25 anos depois, Liverpool presta homenagem vitoriosa?

São muitos os especialistas do desporto rei que apontam o “Desastre de Hillsborough” como o ponto de viragem do percurso do Liverpool FC. Antes do início da década de 90, os reds dominavam o futebol inglês com pulso de ferro, mas o último campeonato que conquistaram data da já longínqua época de 1989/90. Entretanto, venceram uma Taça UEFA, uma Liga dos Campeões (depois de vencerem o Milan na mítica final de Istambul, em 2005) e duas Supertaças europeias, mas, a nível interno, a “travessia no deserto” continua.

No entanto, 2014 pode marcar o fim dessa travessia. Nos últimos 24 anos, o Liverpool nunca esteve tão perto de se sagrar campeão inglês como nesta temporada. Depois de, no fim de semana, ter vencido, por 3-2, o Manchester City, concorrente direto na luta pela Premier League, a equipa comandada por Brendan Rodgers cimentou o primeiro lugar da tabela e assumiu-se como o principal candidato ao título.

Tragédia nunca esquecida

Ao longo dos últimos 25 anos têm sido muitas as homenagens ao “Desastre de Hillsborough”. Na jornada passada da Premier League, todos os jogos começaram sete minutos depois da hora agendada, “gesto” relativo ao minuto de jogo em que ocorreu o incidente.

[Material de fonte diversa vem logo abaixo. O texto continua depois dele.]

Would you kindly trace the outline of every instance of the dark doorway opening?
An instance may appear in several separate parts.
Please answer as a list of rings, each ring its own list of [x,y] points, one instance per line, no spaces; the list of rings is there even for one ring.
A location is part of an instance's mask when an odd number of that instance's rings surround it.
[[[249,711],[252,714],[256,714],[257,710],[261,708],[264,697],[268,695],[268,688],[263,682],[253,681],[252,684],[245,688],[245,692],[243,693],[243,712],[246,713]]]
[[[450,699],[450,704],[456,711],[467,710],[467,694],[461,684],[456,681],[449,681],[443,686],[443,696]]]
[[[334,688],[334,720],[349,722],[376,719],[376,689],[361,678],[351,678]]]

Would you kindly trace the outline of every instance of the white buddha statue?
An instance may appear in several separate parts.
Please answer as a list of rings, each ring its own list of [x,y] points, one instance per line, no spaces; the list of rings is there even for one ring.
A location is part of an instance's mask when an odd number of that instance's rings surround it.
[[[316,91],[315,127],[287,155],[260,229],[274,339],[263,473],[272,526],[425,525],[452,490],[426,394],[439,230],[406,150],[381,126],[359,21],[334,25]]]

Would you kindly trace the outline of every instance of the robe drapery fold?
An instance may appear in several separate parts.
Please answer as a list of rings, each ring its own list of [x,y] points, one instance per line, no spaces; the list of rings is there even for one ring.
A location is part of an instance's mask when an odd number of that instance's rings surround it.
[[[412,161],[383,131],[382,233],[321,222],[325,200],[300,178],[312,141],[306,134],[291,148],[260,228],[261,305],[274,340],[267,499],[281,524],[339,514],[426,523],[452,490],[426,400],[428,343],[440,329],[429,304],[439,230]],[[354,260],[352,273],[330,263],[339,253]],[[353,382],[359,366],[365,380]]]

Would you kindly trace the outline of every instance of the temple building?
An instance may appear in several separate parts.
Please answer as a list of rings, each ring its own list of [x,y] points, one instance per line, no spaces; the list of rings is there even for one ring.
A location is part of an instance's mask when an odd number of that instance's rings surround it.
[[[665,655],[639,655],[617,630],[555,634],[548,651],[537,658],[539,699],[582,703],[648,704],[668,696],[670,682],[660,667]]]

Não é incomum ver os adeptos do Liverpool com faixas e camisolas que dizem “Justice for the 96”, algo que se prende com a justiça que querem ver feita em relação a todos que perderam a vida a 15 de abril de 1989. Estes são apenas dois exemplos entre muitas outras formas de homenagem que são prestadas regularmente.

A verdade é que o Liverpool conta, este ano, com um plantel que supera os de épocas anteriores em termos qualitativos. Além do capitão Steven Gerrard, a equipa de Anfield conta com o uruguaio Luis Suárez em topo de forma, assim como com um meio campo composto por jovens talentos, como Coutinho, Henderson e Sterling, que, apesar da tenra idade, já apresentam uma maturidade acima da média.

Aos olhos dos jogadores do clube, a vitória final na liga seria o melhor modo de homenagear os 96 adeptos que faleceram em Hillsborough. Gerrard já afirmou diversas vezes que “preferia conquistar a Premier ao invés da Liga dos Campeões”. O seu primo, Jon-Paul Gilhooley, foi um dos 96 que perdeu a vida em 1989 e o capitão do Liverpool não consegue pensar em melhor modo de lhe prestar homenagem do que oferecer aos adeptos o 19.º título inglês do historial red.

Depois de 1989 ter representado um abalo sem precedentes nos alicerces do Liverpool, 2014 pode ser sinónimo de ressurreição. Em Anfield, não conquistar o título seria equivalente a um “soco no estômago” de todos os afetos ao clube. A oportunidade é única e há muito aguardada, e será, quiçá, a melhor maneira simbólica de se fazer “justice for the 96”.